How do I handle debt or financial stress while starting my business?
Debt isn’t just numbers on a spreadsheet. It’s an energetic weight. It carries the pull of escape—the urge to get out, to be somewhere else, to have something more.
When you’re in debt, your mind wants an exit. And more often than not, that "exit" is more debt. A loan, a credit card, a quick fix. The cycle repeats.
I realized that the fantasy of escape is what created the debt in the first place. I wanted to be outside of my experience, so I used money I didn’t have to live in a different reality. But that reality was borrowed. And soon enough, the weight of paying for my past choices kept me trapped in the very place I was trying to escape from.

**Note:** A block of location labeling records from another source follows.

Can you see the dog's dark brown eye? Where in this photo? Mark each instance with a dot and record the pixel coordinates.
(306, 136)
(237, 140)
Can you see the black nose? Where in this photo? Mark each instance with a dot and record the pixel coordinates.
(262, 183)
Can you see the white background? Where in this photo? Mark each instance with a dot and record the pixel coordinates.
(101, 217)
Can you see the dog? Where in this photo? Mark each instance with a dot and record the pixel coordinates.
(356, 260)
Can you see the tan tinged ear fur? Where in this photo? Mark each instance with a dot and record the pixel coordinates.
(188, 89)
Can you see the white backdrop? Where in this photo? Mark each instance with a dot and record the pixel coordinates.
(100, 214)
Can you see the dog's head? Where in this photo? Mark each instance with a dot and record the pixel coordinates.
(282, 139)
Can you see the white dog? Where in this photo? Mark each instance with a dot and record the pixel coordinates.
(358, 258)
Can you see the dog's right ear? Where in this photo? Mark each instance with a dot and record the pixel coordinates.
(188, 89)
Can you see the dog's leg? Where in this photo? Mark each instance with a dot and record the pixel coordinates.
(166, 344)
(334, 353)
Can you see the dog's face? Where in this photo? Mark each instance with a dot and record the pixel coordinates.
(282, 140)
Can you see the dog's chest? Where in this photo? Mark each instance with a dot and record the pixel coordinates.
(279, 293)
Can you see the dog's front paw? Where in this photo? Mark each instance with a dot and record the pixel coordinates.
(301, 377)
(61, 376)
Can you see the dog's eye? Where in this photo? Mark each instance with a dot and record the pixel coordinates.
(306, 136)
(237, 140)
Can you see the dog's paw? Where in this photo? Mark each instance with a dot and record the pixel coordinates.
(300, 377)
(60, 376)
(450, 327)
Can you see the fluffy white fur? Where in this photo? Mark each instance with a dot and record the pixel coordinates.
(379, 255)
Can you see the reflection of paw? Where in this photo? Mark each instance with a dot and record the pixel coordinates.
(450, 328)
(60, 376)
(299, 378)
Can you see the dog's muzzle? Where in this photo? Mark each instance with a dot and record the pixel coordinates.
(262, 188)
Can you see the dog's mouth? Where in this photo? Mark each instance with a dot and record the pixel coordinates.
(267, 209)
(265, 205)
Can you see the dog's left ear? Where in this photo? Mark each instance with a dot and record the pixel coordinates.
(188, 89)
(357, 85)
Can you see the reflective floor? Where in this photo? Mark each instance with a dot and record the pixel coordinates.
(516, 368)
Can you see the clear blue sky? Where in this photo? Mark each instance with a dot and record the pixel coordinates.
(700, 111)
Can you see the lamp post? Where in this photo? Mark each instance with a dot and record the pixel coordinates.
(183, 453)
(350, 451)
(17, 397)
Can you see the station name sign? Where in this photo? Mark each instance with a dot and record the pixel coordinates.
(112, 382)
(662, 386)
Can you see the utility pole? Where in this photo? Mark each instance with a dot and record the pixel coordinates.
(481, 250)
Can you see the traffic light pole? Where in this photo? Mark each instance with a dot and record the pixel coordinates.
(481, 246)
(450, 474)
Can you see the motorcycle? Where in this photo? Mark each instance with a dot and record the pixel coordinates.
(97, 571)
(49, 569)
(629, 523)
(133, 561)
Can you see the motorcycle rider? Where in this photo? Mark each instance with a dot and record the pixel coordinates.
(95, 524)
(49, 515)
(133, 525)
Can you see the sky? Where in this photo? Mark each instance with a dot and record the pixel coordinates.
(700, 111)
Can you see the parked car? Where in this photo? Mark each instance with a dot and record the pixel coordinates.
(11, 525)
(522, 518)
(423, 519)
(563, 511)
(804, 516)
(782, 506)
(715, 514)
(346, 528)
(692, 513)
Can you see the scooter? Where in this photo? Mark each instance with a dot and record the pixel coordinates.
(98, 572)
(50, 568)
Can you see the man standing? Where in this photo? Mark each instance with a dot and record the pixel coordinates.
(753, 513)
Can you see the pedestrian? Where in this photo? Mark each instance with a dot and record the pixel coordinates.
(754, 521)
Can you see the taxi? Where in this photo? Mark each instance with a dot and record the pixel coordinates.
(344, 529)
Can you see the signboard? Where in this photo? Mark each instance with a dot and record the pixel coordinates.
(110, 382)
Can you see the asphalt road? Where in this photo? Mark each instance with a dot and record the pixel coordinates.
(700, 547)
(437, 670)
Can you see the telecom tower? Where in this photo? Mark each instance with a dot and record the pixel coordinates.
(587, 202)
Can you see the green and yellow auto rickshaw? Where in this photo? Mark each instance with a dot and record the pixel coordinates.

The way out? Stop trying to escape.
Once I let go of shame and guilt around debt—once I stopped seeing it as a crushing force and started seeing it as something neutral, something I could work with—it lost its grip on me. I didn’t need to fantasize about escape. I could just be here, fully present, fully at peace, fully capable of dealing with it.
And from that place—grounded, clear, and intentional—I could actually build a path forward.
So if you’re dealing with debt while trying to grow your business, here’s how to navigate it without falling deeper into the escape cycle.
1. See Debt For What It Is (And What It Isn’t)
Debt isn’t a moral failing. It’s not a reflection of your worth or intelligence. It’s a decision from your past that your present self now has to account for. That’s it.
Instead of feeling weighed down by it, treat it as a business problem to solve.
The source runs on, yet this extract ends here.